Sunday, August 7, 2011

My Scary, Helpless Dreams Just After Surgery

7-31-11
    Okay, wow. Where to start?  I have been through so much with this whole brain surgery thing this past month and a half.  I’ll begin with this... 
    I’ve started playing golf again.  Bruce and I played nine holes last Thursday, and then we played a full eighteen this past Saturday.  It went... well, very well, all things considered.  We’ve used those words frequently lately: all things considered.  I shot a 44 my first time back after brain surgery, and I was pleased with that.  I then shot an 87 on Saturday and almost came back to beat Bruce in our version of the Stableford game, but ended up just one point short.  On that last nine, I shot a 42.  Now, that is better. 
    Right after the surgery I had dreams, scary and helpless dreams.  In one, I could not complete a simple writing prompt during a Bisti Writing Project class, a different one from the one I taught for two weeks in June.  All the different members of this “dreamy” class nodded in affirmation and agreement that Pat could not write at this point in his recovery, all things considered, so instead they smiled at me uncomfortably when they saw I was not writing anything at all, but they knew why.  During the lunch break, I wandered off alone to go find some place to eat knowing I would not be able to find my way back.  When I woke up that morning, that last part of this dream reminded me of my grandfather (when he had Alzheimer’s) who drove off one day and got so lost that the kindness of a stranger was the only thing that brought him back to grandma.  In this dream, I walked towards a Burger King, and then the dream ended. 
    I had my one beginning of school dream, too, the one where I am not prepared at all, but school has started anyway, and the children are all in the classroom looking at me expectantly.  This one included parents (which can also be a recurring theme), about fifty of them, and a small computer screen that I tried to read for attendance or the lunch count or something, but could not read it at all; it was only 4” x 6”, and it just looked black to me.  My eyes weren’t working very well right after surgery, so was it the screen or my eyes?  The parents looked at me expectantly, too, as if something was not right, waiting for me to do something, anything. 

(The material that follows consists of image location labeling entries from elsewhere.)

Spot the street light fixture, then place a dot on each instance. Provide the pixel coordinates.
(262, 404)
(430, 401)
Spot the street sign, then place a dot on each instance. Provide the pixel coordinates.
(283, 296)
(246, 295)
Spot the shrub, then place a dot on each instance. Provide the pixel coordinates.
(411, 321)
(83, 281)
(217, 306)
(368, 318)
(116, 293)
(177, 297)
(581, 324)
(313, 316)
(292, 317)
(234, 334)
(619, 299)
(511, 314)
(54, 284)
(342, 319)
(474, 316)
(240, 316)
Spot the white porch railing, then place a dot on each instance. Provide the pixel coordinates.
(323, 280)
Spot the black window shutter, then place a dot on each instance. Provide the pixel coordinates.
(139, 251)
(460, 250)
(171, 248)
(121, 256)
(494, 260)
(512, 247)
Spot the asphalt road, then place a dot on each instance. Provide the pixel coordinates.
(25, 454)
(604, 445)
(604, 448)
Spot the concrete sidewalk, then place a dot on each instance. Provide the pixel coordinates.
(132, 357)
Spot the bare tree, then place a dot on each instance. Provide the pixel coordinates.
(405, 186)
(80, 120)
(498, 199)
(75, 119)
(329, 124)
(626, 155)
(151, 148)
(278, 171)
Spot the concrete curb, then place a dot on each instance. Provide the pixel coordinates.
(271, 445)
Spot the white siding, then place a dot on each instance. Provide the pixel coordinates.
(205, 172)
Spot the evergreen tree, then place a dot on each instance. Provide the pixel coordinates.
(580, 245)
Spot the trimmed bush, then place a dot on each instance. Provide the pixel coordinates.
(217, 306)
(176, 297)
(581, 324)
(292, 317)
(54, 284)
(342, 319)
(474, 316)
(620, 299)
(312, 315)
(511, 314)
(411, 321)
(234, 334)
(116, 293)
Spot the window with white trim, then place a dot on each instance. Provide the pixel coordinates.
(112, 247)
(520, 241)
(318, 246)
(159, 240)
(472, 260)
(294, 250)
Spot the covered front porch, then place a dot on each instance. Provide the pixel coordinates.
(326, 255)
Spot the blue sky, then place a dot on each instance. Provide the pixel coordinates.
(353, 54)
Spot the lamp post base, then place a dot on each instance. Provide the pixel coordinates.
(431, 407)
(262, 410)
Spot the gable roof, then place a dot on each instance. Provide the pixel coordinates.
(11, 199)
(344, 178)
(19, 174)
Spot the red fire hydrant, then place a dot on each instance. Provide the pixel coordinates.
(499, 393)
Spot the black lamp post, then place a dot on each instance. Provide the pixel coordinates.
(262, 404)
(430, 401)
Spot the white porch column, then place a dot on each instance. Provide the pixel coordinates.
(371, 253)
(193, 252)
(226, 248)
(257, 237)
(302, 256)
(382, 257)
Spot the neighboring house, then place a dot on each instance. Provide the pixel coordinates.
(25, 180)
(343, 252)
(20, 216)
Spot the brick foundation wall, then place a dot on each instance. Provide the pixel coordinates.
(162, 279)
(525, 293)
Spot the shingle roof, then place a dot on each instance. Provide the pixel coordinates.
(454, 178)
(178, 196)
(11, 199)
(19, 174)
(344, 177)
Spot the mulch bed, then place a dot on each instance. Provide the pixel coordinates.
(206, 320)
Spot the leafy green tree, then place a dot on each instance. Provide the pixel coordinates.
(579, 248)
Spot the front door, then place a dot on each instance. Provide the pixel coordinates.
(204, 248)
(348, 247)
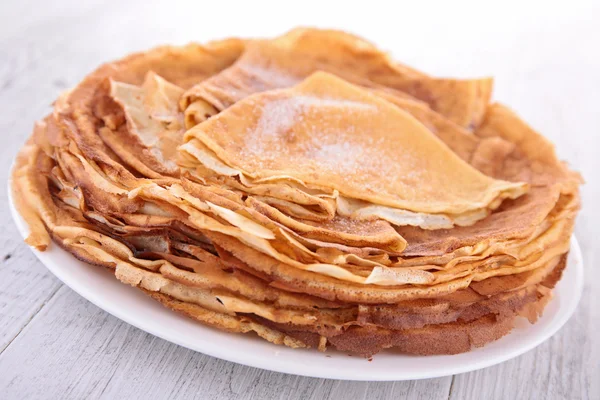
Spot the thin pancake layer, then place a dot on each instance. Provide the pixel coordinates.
(331, 135)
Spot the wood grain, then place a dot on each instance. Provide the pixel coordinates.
(54, 344)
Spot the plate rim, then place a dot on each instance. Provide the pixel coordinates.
(45, 258)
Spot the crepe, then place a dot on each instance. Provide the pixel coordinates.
(287, 60)
(107, 177)
(329, 135)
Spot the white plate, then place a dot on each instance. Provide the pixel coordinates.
(101, 288)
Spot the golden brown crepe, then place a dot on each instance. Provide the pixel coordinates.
(331, 136)
(103, 178)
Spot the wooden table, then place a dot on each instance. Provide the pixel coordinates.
(54, 344)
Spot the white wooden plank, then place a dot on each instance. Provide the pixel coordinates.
(72, 349)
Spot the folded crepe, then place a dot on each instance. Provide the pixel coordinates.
(101, 177)
(332, 136)
(288, 59)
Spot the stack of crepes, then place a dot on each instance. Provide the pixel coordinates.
(307, 188)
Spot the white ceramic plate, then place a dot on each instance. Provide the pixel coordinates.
(132, 306)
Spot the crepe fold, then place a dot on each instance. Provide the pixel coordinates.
(331, 136)
(308, 189)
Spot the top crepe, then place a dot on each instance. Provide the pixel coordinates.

    In yet one other post-surgery dream, I was riding my scooter through our neighborhood, winding my way down Anasazi Drive away from our home in utter darkness.  I saw some faint lights far ahead of me, somewhere near the (last names's) house.  I was frightened because it was so dark, and I could not see well again.  Was it just dark, or were my eyes not working well?  My sense of balance was off, and I became frightened of tipping and falling.  Then I remembered mid-ride that I was not even supposed to be driving.  Because of that fear, I never reached those lights. 

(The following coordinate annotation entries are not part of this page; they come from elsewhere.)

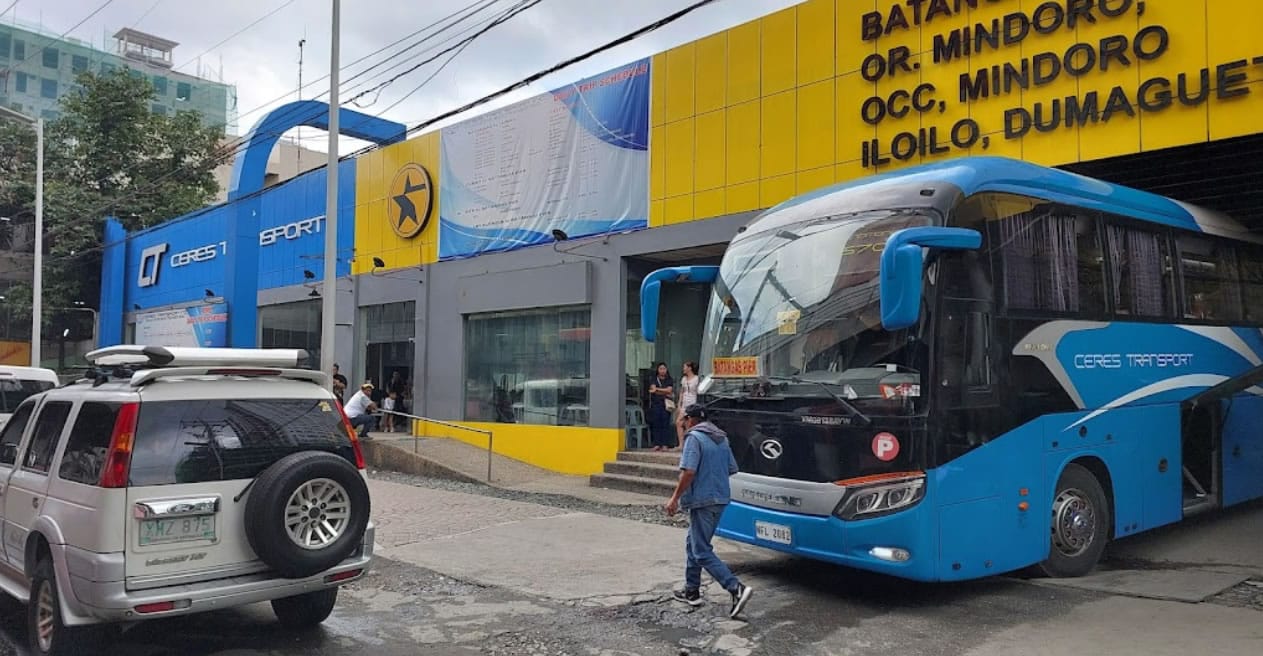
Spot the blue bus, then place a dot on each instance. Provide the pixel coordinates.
(980, 365)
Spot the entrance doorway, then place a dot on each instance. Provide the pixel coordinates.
(389, 352)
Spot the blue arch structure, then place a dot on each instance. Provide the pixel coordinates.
(241, 278)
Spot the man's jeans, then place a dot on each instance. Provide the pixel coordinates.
(368, 421)
(700, 552)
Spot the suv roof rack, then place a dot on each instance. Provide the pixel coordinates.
(153, 357)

    I wrote about that last bad dream because the recent reality was so much nicer.  Eric took my scooter away to fix it a couple of weeks ago.  He re-fastened the muffler that actually fell off when he rode over a bump on Main Street.  He continued to ride it, though, like the guys in Dumb and Dumber with the muffler shooting sparks while it scraped the street.  He also worked on that leaking gas or oil problem; it’s still not fixed completely, though.  I saw a small spot of something greasy under the scooter again before we left this morning. 

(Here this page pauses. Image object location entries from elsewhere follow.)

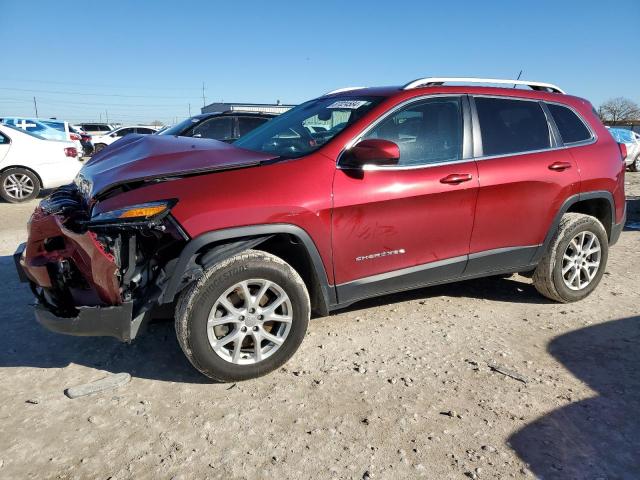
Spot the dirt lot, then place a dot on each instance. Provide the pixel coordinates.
(398, 387)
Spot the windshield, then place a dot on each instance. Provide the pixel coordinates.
(25, 132)
(53, 124)
(307, 127)
(30, 125)
(178, 128)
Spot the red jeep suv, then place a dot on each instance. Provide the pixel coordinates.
(357, 193)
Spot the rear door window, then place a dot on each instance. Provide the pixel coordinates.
(246, 124)
(124, 131)
(218, 128)
(512, 126)
(571, 128)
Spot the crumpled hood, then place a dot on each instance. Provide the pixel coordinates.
(147, 157)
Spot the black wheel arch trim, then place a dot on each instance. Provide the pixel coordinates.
(242, 237)
(572, 200)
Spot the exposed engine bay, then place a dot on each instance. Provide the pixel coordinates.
(72, 260)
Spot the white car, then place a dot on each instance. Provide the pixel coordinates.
(631, 141)
(46, 128)
(99, 142)
(29, 162)
(95, 129)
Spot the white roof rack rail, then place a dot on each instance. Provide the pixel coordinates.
(433, 81)
(340, 90)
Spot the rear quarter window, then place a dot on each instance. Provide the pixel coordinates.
(572, 129)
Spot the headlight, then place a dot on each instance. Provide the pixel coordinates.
(142, 212)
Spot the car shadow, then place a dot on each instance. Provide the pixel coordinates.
(154, 355)
(598, 437)
(512, 289)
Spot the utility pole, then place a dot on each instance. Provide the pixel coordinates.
(519, 75)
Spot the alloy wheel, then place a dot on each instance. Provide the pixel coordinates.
(581, 260)
(18, 186)
(250, 321)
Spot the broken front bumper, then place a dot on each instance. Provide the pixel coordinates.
(100, 321)
(114, 322)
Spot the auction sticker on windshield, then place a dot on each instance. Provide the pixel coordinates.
(348, 104)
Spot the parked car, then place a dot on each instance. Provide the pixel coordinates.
(410, 186)
(46, 128)
(101, 141)
(85, 141)
(631, 141)
(29, 162)
(224, 126)
(67, 129)
(36, 126)
(96, 128)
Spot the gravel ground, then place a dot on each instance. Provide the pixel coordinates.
(397, 387)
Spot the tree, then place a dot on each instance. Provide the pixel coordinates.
(619, 109)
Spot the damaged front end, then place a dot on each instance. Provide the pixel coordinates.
(101, 275)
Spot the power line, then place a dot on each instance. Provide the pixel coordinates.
(30, 90)
(63, 102)
(96, 85)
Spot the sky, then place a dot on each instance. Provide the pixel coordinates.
(139, 61)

    Belinda and I then took our scooters for a ride that night, the night Eric brought my scooter back.  We went to the Giant to put some gas in mine.  It cost $2.96.  Nice!  In reality, it was not dark; it was light.  In reality, I was allowed to drive my scooter, and my balance was fine.  In reality, I was not alone; Belinda was with me.  The reality really was so much better, all things considered.